Archive for June, 2013

Listen With Your Whole Heart

June 16, 2013

Listen with your heart. Listen with your whole heart. That is the key to loving people.

Listening changes people. Listening converts people. Listening is the heart of the matter.

Listen to others. But first listen to your own heart. Listen to God. Hear His heartbeat for you. Then when you can listen to others, you can listen to His heartbeat for them.

Wholehearted people are the people we admire. They accomplish superhuman feats. They change the world by changing the people they impact. They pour out their lives by pouring out their hearts, but they do it best out of a reservoir that is overflowing.

When I really listen, time gets expanded exponentially. Eternity comes into the moment. Time stands still, breathlessly waiting for me, for the one I’m listening to. I become one with them, and enter their pain, their joy, their love, their successes, their failures, their hearts.

When I have fully listened, and a sense of wholeness is fully complete, time resumes—but that moment has been captured in memory, a snapshot or a video to replay at leisure, or at needed times.

Happy People Don’t Write…Or Do They?

June 5, 2013

I find that when things are going well—when I’m happy—I don’t have the urge to write. Or perhaps it simply slides down or off the list of things I “really want to do.” When my two-year-grandson is with us, the sunshine, the sheer unabated joy of life he experiences, and even the intensity of the pains he feels, totally consume my thoughts, and I want to shut out everything else just to experience it. Writing a blogpost is the last thing on my mind.

I got some insight into this thru some sales training I’m taking (Sandler, for the record). It seems that, in statistical studies, people are motivated by a 2:1 factor by pain over other motivators. In other words, people buy to avoid pain at least twice as frequently as they do to satisfy any other need—pleasure, achieving a benefit, security, etc. And that seems to be human nature. It is the basis for most of the advertising media—create dissatisfaction, and people will buy.

So—I’m happy, therefore I don’t write. Simple.

Or is it? Yes, people are far less willing to buy into Pollyannaish stories than into Peyton Place, but still, there are genuinely happy stories to tell.
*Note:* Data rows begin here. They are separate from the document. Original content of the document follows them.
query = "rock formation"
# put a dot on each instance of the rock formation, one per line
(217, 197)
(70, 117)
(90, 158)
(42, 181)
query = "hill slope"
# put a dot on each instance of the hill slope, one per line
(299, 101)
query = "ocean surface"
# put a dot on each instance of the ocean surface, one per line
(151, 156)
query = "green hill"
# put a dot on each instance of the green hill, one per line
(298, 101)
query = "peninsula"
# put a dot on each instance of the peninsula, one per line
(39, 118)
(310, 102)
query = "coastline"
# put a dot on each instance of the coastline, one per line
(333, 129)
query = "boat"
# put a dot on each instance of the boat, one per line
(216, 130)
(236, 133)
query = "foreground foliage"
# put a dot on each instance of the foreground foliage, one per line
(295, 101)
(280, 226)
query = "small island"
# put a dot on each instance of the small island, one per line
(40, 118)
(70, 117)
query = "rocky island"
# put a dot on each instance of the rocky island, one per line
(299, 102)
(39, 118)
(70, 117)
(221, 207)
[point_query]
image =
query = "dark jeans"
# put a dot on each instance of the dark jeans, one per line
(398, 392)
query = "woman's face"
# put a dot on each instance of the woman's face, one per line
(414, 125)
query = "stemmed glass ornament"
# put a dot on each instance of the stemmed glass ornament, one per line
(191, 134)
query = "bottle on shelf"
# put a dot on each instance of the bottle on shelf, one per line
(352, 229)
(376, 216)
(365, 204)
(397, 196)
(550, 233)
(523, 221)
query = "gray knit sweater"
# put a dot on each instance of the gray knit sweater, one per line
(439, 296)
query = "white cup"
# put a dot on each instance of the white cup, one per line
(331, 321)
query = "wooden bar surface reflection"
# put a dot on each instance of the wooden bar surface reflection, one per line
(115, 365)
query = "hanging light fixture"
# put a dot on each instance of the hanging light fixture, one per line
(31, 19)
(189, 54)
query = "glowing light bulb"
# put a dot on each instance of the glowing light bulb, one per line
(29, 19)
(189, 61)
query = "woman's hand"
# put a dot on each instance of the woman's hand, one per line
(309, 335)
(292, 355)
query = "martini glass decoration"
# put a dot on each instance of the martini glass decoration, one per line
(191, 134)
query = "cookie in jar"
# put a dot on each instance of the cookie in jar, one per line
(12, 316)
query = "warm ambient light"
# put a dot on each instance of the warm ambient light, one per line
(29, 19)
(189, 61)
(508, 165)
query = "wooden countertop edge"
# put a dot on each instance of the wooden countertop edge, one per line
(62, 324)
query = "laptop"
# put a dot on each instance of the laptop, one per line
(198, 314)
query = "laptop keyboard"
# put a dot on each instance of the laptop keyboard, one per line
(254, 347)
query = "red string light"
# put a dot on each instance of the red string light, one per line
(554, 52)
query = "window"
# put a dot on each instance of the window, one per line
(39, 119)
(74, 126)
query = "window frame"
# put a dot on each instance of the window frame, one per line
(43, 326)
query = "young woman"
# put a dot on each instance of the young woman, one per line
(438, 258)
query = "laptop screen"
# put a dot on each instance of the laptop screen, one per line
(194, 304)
Oftentimes, they are stories of overcoming some great pain—stories of courage, heroism, etc. Most of us really do like happy endings. But the key is in that phrase—“ending”—implying that there was an unhappier beginning, or middle. Every good story introduces conflict to move the plot.

So do happy people write? Sure they do. Maybe they just don’t get the publicity or the buy-in from people whose opinions seem to matter, but they do write. They may even be writing in private journals, pearls they hide away to keep them from being trampled on. Motivations for writing (or any creative art, for that matter) are as multitudinous as motivations for living, for relationships, or for being in business.

I write because I can. I write because it expresses me, it re-creates me, it grows me, it takes me places I’ve never been, and gives me thoughts I never had (this is one of them, in fact), and opens horizons of mind and relationship that would not have been there before. Writing is the vehicle to take me on a tour, around the world in 80 years—hey, I’m 75% there already. But I want the remaining 25% to eclipse the rest, just as the past year with my grandson has eclipsed the 59 that went before. I can’t explain it, but I can enjoy it.

And I can write about it, and maybe help someone else find their way into that joy.